O título que consagrou Belo Horizonte como Capital Nacional do Esporte Wheeling — popularmente conhecido como “Grau” — pode estar com os dias contados.
O Projeto de Lei 236/2025, que revoga a Lei 11.393/2022, avançou na Câmara Municipal e já está pronto para votação em 1º turno no Plenário. A proposta, de autoria do vereador Sargento Jalyson (PL), recebeu parecer favorável ontem, quarta-feira ( da Comissão de Educação, Ciência, Tecnologia, Cultura, Desporto, Lazer e Turismo.
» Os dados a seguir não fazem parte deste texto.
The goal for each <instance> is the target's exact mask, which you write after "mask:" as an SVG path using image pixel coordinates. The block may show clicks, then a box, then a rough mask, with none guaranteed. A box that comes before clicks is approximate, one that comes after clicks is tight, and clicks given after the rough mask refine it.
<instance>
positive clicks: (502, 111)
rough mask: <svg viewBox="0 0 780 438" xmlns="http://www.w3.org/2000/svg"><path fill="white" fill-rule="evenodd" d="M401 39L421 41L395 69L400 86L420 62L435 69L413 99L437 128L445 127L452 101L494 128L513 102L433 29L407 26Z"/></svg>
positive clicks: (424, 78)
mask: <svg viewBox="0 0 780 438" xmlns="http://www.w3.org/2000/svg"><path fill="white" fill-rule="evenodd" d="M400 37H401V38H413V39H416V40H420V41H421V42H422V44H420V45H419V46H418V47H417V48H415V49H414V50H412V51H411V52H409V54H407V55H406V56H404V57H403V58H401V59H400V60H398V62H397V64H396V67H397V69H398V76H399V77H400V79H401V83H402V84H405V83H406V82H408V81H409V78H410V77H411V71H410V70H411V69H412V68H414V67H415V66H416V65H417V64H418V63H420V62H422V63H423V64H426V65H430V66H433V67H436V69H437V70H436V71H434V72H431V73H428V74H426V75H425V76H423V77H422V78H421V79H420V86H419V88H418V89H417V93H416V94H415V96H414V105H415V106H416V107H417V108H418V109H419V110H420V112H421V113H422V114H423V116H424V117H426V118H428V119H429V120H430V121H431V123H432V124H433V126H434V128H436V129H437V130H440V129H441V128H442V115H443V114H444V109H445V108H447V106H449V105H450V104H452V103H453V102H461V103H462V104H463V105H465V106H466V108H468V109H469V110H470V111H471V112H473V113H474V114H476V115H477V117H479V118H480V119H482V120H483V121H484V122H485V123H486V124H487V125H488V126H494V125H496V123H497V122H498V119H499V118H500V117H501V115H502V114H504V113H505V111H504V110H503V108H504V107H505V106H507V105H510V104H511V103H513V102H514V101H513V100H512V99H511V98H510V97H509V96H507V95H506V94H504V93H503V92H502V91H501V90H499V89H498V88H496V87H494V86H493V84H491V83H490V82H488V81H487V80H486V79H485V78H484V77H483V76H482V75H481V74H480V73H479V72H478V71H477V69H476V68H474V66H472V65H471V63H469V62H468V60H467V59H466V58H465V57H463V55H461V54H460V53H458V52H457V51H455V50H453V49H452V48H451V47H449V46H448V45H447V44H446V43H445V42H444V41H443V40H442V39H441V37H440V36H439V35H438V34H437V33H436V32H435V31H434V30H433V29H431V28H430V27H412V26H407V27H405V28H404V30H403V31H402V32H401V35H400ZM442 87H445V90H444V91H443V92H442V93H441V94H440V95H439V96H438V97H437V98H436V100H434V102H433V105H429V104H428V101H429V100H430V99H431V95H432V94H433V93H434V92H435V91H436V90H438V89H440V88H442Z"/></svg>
A prática do grau, que consiste em empinar e girar motocicletas ou outros veículos de duas rodas, é considerada por muitos como modalidade esportiva, com raízes no wheeling praticado nos Estados Unidos. No entanto, a sua realização em vias públicas urbanas tem gerado polêmica, especialmente por estar frequentemente associada a infrações de trânsito e episódios de risco.
Riscos à segurança e à ordem pública
Segundo o autor do projeto, desde a promulgação da lei que concedeu o título à cidade, houve um crescimento expressivo no número de acidentes relacionados à prática. Dados da Secretaria de Justiça e Segurança Pública de Minas Gerais (Sejusp/MG) mostram que, enquanto em 2019 houve apenas um registro de “rolezinho do grau”, esse número saltou para 131 em 2024 — muitos deles em áreas densamente povoadas da capital.
Para Sargento Jalyson, a revogação é necessária para que a legislação municipal esteja alinhada aos princípios da segurança viária e da preservação da ordem. Ele argumenta que, apesar da intenção original de incentivar a prática em locais adequados e com medidas de proteção, a norma acabou sendo interpretada como um aval a atos irregulares.
Prática penalizada pelo Código de Trânsito
Durante a análise na comissão, a relatora Flávia Borja (DC) apontou que a exibição de manobras perigosas com veículos, sem autorização prévia, é crime previsto no artigo 308 do Código de Trânsito Brasileiro (CTB). “É incontestável que a manutenção da Lei 11.393 de 2022 acaba por incentivar a prática de ato penalizado pela legislação nacional”, alertou.
A parlamentar ainda criticou o fato de a lei atual não prever dispositivos eficazes para garantir a segurança dos cidadãos. Além de Borja, os vereadores Irlan Melo (Republicanos) e Professora Marli (PP) votaram favoravelmente ao parecer.
Já Tileléo (PP) e Cida Falabella (Psol) optaram por se abster, com a vereadora do Psol afirmando não ter simpatia pelo título, mas preferindo aprofundar o debate antes de definir seu voto.
Com a tramitação em 1º turno liberada, o Projeto de Lei 236/2025 poderá ser apreciado pelo Plenário da Câmara nas próximas sessões. Para ser aprovado, dependerá da maioria simples dos votos dos parlamentares presentes. Como não há emendas ao texto, a proposta poderá seguir diretamente para votação em 2º turno, abrindo caminho para a revogação definitiva do título.